Implementing Over-The-Air (OTA) updates for embedded Linux and Android systems
Published:
Topics: Edge AI, Open OS
At Antmicro, we often help customers bring their cutting edge technology ideas to life, which more often than not, require extensive R&D. We work with a range of Linux- and Android-capable embedded platforms, from NVIDIA’s Jetson/Orin through Qualcomm’s Snapdragon, NXP’s i.MX and LayerScape, emerging RISC-V platforms and FPGA SoCs from AMD, Intel, Microsemi, Lattice and QuickLogic and as well as a plethora of MCUs using Zephyr and other RTOS.

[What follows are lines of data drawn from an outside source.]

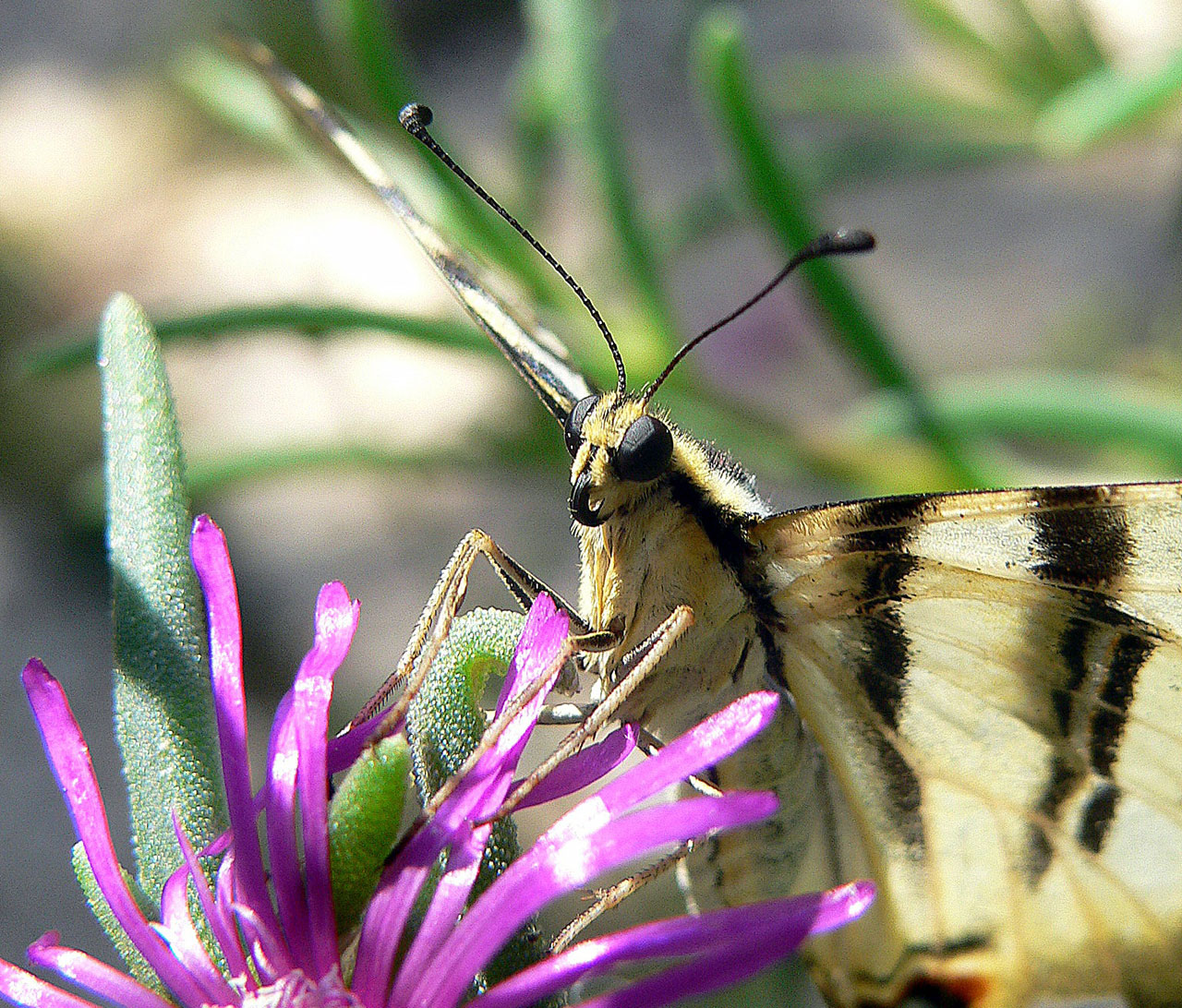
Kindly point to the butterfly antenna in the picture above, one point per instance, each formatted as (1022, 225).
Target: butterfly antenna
(415, 118)
(838, 243)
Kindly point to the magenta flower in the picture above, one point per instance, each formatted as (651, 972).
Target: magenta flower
(271, 912)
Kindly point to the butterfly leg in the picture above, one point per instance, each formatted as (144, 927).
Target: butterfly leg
(444, 602)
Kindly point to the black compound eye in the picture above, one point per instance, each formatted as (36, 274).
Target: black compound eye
(645, 450)
(573, 426)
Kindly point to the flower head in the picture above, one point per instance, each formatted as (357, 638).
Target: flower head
(270, 911)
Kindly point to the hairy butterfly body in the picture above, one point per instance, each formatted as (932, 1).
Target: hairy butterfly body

This broad perspective has us look for general solutions to common problems and put a strong emphasis on portability and reusability, which makes open source an obvious choice. Many projects start with designing custom hardware boards based on a wide range of our open source baseboards for off-the-shelf modules, FPGA boards and accessories. On top of those, we build a wide array of software components, starting of course with custom Board Support Packages (BSPs). However, the software is never really done, there are always new things to add, new improvements and, of course, security and bug fixes. This means, we need a reliable and tested way to update the software, regardless of the number or location of the devices, and that is where our Over-The-Air (OTA) update system expertise comes into play.
Managing updates at scale
While developers often tend to use whatever comes pre-installed on their embedded platform during development and prototyping (a desktop distribution such as Debian or Ubuntu, or a specific Android image with some pre-installed applications), this approach can quickly prove insufficient when they need to introduce another person to the project, or reproduce the setup on another hardware unit. That’s why we encourage reproducible builds and full OS update packages early on in our projects.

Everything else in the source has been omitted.